CCL President Robert S. Peck told a federal appeals court yesterday that personal jurisdiction over a Japanese defendant for a collision between its container ship and a U.S. Navy destroyer comported with due process and the circuit's precedents, requiring that the district court's contrary decision be reversed.

     The lawsuit grows out of a 2017 collision in which the U.S.S. Fitzgerald suffered a significant gash that flooded compartments where the killed and injured sailors were. Personal jurisdiction was premised on a federal rule of civil procedure, Rule 4(k)(2), which applies to lawsuits based on federal law where no state court would have jurisdiction. The district court, sitting in the Eastern District of Louisiana, superimposed a requirement that the foreign defendant also be "at home" in the U.S. Peck asserted that that was error before a panel of the U.S. Court of Appeals for the Fifth Circuit.
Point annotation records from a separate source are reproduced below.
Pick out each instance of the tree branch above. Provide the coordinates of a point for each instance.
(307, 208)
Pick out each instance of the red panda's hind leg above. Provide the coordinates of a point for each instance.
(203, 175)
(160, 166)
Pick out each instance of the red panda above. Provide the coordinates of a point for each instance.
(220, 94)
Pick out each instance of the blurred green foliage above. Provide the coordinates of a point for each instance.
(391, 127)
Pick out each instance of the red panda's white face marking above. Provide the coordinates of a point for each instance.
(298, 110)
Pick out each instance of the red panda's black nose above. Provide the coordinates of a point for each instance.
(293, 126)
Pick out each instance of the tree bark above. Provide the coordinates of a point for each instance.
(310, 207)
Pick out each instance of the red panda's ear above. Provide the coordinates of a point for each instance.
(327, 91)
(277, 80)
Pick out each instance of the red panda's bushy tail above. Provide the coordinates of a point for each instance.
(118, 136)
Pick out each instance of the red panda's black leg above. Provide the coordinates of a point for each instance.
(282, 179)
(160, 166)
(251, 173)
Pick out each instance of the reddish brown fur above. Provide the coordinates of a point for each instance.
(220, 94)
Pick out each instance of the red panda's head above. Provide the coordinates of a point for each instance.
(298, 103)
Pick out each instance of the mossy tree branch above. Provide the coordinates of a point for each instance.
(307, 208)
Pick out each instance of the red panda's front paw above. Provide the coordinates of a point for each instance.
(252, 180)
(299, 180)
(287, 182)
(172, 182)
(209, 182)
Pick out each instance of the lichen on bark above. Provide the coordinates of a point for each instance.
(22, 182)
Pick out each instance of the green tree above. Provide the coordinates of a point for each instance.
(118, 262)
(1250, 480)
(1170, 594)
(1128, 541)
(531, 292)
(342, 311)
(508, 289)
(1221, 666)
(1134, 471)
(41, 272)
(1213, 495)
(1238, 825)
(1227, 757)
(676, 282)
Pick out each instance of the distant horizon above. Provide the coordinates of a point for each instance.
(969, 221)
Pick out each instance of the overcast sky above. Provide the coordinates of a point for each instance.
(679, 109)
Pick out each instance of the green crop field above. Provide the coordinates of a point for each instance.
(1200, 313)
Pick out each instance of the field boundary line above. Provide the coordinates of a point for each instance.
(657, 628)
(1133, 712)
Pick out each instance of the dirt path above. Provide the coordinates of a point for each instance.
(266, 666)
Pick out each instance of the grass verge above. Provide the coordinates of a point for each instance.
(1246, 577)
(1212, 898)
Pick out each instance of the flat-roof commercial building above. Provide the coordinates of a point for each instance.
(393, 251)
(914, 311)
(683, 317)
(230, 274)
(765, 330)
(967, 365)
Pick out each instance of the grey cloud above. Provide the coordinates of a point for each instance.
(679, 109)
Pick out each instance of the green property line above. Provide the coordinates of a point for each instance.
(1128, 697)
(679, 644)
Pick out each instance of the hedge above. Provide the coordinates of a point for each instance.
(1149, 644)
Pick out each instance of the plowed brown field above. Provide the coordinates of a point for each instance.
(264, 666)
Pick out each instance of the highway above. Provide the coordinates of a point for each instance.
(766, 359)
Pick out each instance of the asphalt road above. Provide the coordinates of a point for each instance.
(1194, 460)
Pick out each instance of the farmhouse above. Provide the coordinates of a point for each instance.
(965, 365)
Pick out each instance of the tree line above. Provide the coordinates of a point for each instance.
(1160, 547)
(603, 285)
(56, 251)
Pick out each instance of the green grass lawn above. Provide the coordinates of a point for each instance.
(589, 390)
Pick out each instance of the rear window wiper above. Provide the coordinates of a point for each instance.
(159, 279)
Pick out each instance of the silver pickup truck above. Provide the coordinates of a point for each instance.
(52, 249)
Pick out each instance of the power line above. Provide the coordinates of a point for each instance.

      Instead, Peck argued that existing precedent was unimpaired and that it merely required sufficient national contacts. Opposing counsel conceded that, if a national contacts rule applied, his client, NYK Line, did have sufficient national contacts. 

      Peck added that an "at home" overlay would render Rule 4(k)(2) a nullity, for it would apply to no instances at all. If a defendant was "at home" in the United States, then it would necessarily be subject to jurisdiction in some state's court. As a result, the rule would never apply to any instance and would be considered unconstitutional if the "at home" requirement were considered a function of due process.

      The case is now under advisement.